Hier stinkt was: Die Schattenseiten des Irischen Whiskey-Wunders


Kaum ein Bereich der Getränke-Industrie wächst derzeit so rasant wie Irischer Whiskey. Die sogenannte Irische Whiskey-Renaissance hat unzählige neue Brennereien und Marken hervorgebracht. Doch wo viel Licht ist, ist auch viel Schatten. Wühlen wir doch mal ein bisschen in den dunkleren Ecken herum....

Graphik: BordBia.ie

Irischer Whiskey ist derzeit der am schnellsten wachsende Spirituosen-Bereich weltweit. Die Zahlen, die von der staatlichen Agentur Bord Bia für 2016 vorgelegt wurden, waren eindrucksvoll: Whiskey machte im vergangenen Jahr  36% aller  irischen Getränke-Exporte aus, und wies eine Wachstumsrate von 8% auf. Mit einem derzeitigen Wert von 505 Millionen Euro ist dieses Segment ein wichtiger Export-Zweig geworden.
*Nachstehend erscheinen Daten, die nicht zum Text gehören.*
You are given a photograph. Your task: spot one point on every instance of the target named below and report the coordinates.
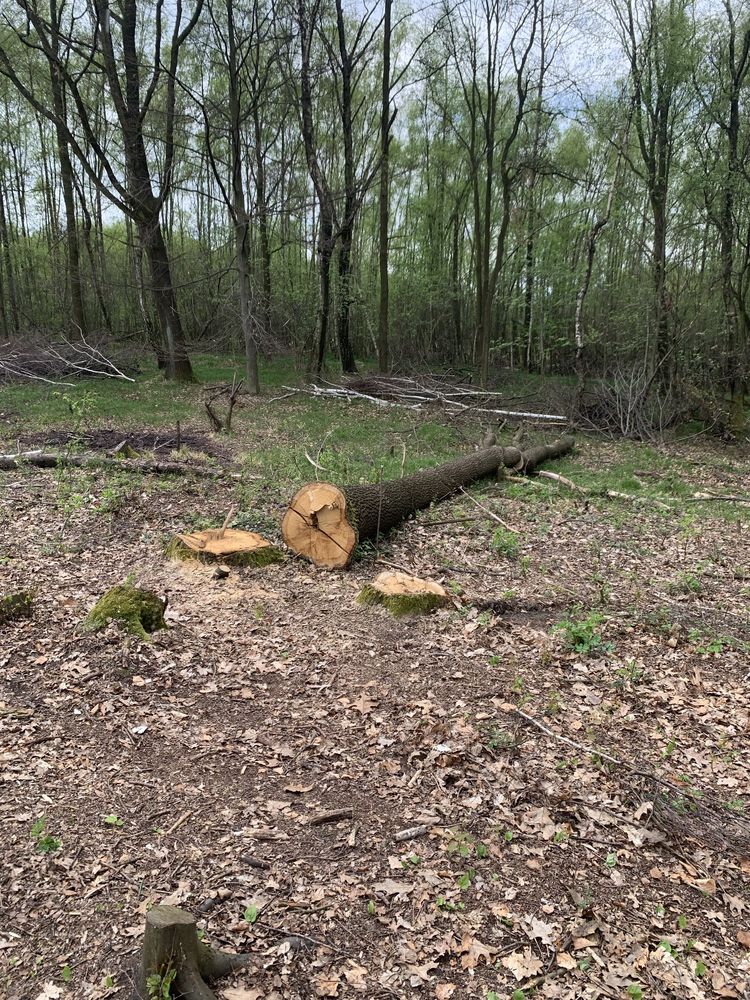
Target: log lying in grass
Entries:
(403, 595)
(175, 963)
(324, 522)
(49, 460)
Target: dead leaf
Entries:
(523, 964)
(444, 991)
(565, 960)
(326, 986)
(392, 887)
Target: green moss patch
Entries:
(13, 606)
(141, 612)
(400, 605)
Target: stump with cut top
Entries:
(324, 522)
(402, 594)
(173, 957)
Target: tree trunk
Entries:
(324, 522)
(172, 956)
(383, 199)
(178, 365)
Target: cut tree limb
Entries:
(324, 522)
(49, 460)
(173, 954)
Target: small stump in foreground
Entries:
(225, 545)
(141, 612)
(174, 962)
(14, 606)
(403, 595)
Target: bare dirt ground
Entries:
(189, 768)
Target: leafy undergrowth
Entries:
(569, 738)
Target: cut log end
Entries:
(316, 525)
(403, 595)
(225, 545)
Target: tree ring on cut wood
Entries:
(225, 545)
(402, 594)
(317, 525)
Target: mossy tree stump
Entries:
(141, 612)
(225, 545)
(403, 595)
(18, 605)
(324, 522)
(173, 955)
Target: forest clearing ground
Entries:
(188, 768)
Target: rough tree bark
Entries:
(173, 954)
(325, 522)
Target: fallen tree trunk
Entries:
(49, 460)
(324, 522)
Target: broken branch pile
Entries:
(325, 522)
(414, 393)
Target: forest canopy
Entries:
(523, 184)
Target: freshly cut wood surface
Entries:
(324, 522)
(316, 525)
(232, 541)
(396, 583)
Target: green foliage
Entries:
(584, 635)
(159, 985)
(505, 542)
(45, 844)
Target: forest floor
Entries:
(188, 768)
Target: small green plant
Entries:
(554, 704)
(466, 878)
(45, 844)
(446, 906)
(584, 636)
(505, 542)
(629, 675)
(159, 985)
(686, 583)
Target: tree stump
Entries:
(403, 595)
(173, 956)
(141, 612)
(225, 545)
(14, 606)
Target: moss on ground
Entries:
(140, 611)
(17, 605)
(400, 605)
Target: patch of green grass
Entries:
(583, 635)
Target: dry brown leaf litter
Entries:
(274, 700)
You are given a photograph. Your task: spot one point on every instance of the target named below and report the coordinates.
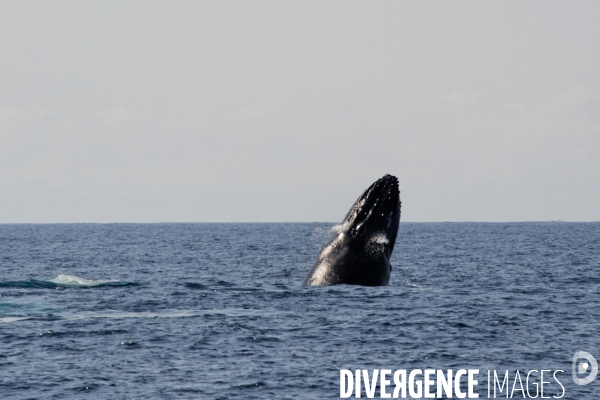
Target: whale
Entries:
(360, 252)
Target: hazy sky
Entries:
(146, 111)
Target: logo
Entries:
(583, 367)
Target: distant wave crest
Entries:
(63, 280)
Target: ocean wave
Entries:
(62, 281)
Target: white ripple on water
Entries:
(114, 314)
(70, 280)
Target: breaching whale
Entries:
(360, 253)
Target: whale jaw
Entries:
(360, 253)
Innerhalb von nur 10 Jahren hat die Irische Whisky-Industrie ein Wachstum von über 300% erlebt. Doch was hat diesen Boom eigentlich ausgelöst? Und wo kommt der ganze Whiskey her, der uns derzeit aus Irland in immer größeren Mengen erreicht? Ist die Vielzahl tatsächlich so groß, wie die vielen Namen vermuten lassen? Die wunderschönen Label auf so mancher Abfüllung verraten leider selten die Wahrheit.

Jahrzehnte langes Monopol


Die Iren berufen sich gerne auf ihre alte Whiskey-Tradition, wenn es um das Marketing ihrer neuen Produkte geht. Im 18. und 19. Jahrhundert gab es Hunderte von Brennereien im Land. Doch das ist lange her. Die amerikanische Prohibition, zwei Weltkriege, der Unabhängigkeitskampf und der Verlust der britischen Exportmärkte einerseits und eine verfehlte Steuerpolitik der neuen irischen Regierung andererseits führten in der ersten Hälfte des 20. Jahrhunderts zu einem dramatischen Zusammenbruch der irischen Whiskey-Industrie.

1966 waren in der Republik Irland von den einstmals unzähligen Brennereien nur noch die Cork Distilleries Company, John Jameson & Son und John Power & Sons übriggeblieben, die sich zu Irish Distillers zusammenschlossen und ihre gemeinsame Brennerei nach Midleton verlegten. 1972 wurde auch die nordirische Bushmills von Irish Distillers Company übernommen, und die gesamte Whiskey-Produktion in Irland war nun in einer Hand.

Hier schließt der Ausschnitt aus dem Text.